= Jason Kanabus =

British philanthropist (1976–2006)

Jason Kanabus (15 June 1976 – 6 July 2006) was a member of the Sainsbury supermarket family, and on his death he left £2.5 million to charity.

==Working life and hobby==

Jason Kanabus was brought up on his parents' farm near Horsham, Sussex, his mother Annabel Kanabus being the youngest child of Sir Robert Sainsbury. He attended the local comprehensive school and on leaving school he studied at Brinsbury agricultural college before deciding to work on the family farm.

Jason Kanabus's hobby was lawn mower racing, and he was a successful racer, regularly winning races as well as helping to develop the sport further.

==Cancer and death==

In June 2004 he was diagnosed with cancer and despite undergoing operations and chemotherapy the cancer progressed.
On his 30th birthday on 15 June 2006 he inherited £2.5 million from a trust fund set up for him by his grandfather.
Just three weeks later, doctors at the Royal Marsden hospital told him that he was terminally ill and that he probably only had a few months to live. The next day he collapsed and died.

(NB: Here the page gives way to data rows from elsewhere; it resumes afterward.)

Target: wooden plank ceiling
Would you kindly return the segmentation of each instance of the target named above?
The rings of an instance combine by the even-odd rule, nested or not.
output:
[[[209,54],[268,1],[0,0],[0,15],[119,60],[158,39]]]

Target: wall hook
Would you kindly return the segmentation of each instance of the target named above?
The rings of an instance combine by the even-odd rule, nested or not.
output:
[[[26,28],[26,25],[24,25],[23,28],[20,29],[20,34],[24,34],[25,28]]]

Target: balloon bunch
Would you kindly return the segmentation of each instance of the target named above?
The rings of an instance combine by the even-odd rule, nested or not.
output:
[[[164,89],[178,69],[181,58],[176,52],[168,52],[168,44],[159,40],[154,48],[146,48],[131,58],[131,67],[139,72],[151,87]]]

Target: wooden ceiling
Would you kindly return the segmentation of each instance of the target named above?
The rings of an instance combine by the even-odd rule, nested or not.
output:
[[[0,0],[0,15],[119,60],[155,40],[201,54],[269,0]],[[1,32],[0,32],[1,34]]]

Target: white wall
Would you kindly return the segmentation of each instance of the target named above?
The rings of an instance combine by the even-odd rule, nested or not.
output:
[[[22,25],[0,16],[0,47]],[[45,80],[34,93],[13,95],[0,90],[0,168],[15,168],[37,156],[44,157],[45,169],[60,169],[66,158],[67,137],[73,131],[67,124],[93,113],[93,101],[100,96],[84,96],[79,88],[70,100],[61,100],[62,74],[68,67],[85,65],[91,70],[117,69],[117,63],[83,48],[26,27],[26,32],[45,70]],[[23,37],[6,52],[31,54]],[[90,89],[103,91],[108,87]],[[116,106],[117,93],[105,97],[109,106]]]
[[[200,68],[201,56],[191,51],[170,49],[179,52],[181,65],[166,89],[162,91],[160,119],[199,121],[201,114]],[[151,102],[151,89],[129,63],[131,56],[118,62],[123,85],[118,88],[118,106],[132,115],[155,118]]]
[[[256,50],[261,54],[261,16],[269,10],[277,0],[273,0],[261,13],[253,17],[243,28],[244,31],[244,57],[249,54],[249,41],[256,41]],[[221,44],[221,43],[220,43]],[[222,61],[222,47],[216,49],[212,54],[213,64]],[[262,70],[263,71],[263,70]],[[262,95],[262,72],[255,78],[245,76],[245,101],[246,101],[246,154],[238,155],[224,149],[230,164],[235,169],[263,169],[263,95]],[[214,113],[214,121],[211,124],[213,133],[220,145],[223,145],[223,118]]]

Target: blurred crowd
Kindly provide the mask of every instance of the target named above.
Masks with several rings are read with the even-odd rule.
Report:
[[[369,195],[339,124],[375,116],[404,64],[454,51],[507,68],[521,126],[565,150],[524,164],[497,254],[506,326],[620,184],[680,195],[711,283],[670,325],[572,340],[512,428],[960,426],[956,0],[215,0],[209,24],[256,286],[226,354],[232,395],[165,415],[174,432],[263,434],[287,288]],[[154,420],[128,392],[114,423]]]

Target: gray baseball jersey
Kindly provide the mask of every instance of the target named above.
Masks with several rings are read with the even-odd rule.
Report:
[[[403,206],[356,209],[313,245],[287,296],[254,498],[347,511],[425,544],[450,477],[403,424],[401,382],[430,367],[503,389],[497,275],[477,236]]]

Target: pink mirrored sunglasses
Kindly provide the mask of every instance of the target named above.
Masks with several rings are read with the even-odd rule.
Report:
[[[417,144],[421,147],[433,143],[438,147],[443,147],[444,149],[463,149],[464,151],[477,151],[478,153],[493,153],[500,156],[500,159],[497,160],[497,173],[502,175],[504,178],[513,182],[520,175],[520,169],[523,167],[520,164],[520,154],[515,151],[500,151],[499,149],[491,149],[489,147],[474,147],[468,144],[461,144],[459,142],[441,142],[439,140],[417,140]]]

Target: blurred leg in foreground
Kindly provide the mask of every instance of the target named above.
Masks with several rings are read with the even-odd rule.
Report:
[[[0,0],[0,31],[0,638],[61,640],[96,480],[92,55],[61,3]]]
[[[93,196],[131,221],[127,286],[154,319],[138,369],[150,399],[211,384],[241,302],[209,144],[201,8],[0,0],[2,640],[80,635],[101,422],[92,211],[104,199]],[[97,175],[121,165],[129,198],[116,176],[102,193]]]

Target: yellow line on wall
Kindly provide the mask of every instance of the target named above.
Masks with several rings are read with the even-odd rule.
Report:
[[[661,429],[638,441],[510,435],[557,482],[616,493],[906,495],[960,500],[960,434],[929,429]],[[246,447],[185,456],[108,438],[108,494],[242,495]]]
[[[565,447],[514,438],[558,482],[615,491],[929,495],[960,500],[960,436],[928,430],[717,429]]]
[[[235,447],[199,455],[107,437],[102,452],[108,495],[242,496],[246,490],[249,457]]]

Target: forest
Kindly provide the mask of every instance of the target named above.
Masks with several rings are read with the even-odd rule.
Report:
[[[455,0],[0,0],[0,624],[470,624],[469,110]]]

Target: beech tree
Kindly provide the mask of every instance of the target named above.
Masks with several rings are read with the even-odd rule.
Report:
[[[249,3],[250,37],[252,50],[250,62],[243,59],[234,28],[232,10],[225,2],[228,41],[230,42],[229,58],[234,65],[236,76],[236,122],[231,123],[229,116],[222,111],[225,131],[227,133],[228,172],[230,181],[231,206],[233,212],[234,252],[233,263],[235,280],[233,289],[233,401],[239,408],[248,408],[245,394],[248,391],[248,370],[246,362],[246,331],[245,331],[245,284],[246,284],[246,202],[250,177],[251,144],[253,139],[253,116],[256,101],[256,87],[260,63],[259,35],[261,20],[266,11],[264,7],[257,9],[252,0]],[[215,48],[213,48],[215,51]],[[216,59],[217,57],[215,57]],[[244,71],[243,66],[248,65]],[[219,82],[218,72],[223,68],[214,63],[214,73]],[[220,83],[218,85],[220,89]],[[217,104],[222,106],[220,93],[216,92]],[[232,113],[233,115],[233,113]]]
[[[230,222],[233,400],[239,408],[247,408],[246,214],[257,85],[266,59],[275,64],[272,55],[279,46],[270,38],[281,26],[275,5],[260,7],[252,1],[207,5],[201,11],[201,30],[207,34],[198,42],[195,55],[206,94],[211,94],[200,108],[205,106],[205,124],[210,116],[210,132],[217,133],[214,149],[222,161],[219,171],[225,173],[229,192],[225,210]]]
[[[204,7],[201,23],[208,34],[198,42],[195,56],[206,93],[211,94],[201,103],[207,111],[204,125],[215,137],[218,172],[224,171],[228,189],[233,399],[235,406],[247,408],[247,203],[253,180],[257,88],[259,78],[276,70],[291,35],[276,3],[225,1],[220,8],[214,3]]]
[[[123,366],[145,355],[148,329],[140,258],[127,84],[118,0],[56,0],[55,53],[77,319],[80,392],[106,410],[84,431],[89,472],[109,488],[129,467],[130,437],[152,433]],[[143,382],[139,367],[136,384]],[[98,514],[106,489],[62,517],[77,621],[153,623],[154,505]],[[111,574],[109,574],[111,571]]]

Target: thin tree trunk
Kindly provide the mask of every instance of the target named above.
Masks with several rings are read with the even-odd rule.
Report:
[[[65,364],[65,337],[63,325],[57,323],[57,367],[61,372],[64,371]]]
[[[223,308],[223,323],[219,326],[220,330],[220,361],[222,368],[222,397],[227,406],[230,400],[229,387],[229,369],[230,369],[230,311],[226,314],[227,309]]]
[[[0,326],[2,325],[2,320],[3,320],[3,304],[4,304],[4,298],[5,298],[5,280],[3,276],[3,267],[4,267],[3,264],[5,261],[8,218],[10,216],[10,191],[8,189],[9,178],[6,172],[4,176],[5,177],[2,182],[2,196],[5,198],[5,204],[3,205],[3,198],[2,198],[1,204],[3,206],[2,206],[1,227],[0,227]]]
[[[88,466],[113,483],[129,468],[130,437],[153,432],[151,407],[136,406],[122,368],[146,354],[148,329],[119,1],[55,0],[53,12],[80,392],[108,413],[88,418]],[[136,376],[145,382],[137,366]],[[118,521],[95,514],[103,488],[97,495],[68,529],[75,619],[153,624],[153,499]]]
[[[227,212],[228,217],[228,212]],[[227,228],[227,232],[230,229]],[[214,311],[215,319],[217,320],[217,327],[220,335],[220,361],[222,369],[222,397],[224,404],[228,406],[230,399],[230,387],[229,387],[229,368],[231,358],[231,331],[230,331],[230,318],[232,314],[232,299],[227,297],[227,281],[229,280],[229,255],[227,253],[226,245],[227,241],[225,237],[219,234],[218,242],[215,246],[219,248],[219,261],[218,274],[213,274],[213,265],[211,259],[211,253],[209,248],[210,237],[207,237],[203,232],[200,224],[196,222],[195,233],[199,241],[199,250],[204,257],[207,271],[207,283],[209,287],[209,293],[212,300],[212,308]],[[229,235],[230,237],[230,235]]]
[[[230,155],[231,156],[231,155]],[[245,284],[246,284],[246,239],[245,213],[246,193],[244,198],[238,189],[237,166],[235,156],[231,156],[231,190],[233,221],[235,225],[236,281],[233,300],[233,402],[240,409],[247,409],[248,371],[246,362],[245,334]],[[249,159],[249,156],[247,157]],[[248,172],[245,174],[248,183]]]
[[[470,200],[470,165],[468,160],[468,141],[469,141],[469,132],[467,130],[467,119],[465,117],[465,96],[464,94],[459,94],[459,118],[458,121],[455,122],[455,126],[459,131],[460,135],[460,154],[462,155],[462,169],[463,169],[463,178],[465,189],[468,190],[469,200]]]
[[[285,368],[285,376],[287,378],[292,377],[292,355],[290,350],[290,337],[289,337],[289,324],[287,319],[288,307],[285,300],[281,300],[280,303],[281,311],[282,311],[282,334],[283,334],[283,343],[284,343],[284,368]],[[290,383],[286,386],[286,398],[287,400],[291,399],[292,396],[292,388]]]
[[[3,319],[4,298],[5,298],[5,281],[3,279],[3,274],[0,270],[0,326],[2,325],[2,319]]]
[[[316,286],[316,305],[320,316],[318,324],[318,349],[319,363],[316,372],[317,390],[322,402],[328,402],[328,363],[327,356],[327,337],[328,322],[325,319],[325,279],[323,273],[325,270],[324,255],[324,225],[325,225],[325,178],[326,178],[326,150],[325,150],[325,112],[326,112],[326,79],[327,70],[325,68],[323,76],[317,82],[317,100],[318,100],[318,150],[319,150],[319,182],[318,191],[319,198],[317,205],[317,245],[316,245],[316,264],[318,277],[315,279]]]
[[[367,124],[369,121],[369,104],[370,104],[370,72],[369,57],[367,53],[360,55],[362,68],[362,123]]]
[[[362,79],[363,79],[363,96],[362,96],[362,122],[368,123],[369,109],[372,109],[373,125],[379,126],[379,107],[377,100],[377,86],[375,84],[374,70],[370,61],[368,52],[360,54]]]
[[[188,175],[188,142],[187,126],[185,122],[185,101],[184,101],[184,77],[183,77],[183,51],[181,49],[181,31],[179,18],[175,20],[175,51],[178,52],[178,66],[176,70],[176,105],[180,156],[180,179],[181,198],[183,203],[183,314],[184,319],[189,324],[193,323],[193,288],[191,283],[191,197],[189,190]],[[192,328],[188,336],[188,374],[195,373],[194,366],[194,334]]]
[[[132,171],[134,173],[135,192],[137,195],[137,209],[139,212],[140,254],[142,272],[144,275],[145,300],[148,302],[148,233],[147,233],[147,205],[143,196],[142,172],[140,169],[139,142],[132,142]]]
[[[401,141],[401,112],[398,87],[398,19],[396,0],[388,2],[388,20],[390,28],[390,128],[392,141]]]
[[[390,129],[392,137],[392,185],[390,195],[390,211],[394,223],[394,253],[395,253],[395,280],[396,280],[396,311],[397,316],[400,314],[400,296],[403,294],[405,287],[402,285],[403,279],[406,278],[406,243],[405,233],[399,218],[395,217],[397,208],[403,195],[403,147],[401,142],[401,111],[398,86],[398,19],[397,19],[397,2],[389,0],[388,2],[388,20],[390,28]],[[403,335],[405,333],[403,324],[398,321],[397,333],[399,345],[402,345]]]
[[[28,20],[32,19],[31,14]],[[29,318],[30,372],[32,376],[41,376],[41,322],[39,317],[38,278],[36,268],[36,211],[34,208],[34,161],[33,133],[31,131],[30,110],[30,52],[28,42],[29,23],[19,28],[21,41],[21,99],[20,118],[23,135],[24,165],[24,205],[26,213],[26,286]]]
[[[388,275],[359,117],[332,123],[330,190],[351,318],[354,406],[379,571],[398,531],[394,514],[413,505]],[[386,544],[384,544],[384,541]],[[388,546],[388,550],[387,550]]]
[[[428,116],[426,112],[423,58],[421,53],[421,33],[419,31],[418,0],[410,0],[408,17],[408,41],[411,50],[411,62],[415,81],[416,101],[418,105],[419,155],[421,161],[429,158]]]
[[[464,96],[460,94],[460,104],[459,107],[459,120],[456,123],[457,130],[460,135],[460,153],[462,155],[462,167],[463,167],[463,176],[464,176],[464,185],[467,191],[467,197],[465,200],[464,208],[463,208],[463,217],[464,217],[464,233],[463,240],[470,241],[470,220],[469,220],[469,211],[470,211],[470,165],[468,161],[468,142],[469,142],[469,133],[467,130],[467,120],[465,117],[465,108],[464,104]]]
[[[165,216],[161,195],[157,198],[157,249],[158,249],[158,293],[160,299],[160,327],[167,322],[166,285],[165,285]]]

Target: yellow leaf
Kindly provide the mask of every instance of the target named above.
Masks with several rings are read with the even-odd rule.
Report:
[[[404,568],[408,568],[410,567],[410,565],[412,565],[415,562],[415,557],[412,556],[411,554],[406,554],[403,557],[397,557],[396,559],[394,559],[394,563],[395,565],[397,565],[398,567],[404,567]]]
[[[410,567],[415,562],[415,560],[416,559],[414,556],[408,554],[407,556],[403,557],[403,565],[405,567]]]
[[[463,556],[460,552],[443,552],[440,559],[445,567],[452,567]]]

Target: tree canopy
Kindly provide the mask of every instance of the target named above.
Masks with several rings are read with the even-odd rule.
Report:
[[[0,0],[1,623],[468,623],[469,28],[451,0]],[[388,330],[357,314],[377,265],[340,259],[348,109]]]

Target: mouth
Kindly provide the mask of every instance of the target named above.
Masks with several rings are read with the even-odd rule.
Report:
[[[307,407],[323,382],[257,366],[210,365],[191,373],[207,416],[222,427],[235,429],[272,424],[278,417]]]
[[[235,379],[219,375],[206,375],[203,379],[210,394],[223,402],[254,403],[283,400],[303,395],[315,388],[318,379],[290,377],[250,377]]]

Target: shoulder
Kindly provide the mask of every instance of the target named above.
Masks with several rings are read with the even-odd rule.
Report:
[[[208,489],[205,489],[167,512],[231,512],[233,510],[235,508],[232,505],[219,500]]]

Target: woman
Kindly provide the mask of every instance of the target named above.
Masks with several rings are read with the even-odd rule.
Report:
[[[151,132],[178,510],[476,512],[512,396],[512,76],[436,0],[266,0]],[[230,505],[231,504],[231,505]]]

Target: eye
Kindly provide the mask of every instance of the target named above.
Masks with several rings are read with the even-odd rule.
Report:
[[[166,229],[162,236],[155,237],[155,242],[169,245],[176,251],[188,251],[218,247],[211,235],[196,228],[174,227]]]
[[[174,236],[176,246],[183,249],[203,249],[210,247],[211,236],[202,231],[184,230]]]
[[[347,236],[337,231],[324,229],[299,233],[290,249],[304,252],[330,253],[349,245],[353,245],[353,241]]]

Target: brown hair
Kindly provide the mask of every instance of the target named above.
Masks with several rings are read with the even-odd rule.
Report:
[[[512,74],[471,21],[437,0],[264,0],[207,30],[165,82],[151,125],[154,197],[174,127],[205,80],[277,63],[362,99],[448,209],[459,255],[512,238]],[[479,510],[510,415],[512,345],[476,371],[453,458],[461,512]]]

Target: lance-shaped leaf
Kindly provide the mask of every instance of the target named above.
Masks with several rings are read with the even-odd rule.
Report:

After his death, his mother wrote in his memory the popular web page, "Am I Going to Die?" to help other families with a young person facing a terminal illness, as well as a website about tuberculosis, which kills many people of Kanabus's age.

==Legacy for farming==

In his will he left the whole of the £2.5 million he had inherited to the Prince's Trust, with the request that the money be used to help young people become established in farming. There has since been some controversy over the use of the Fund by the Prince's Trust, with claims being made that the Trust has failed to establish young people in farming, as stipulated.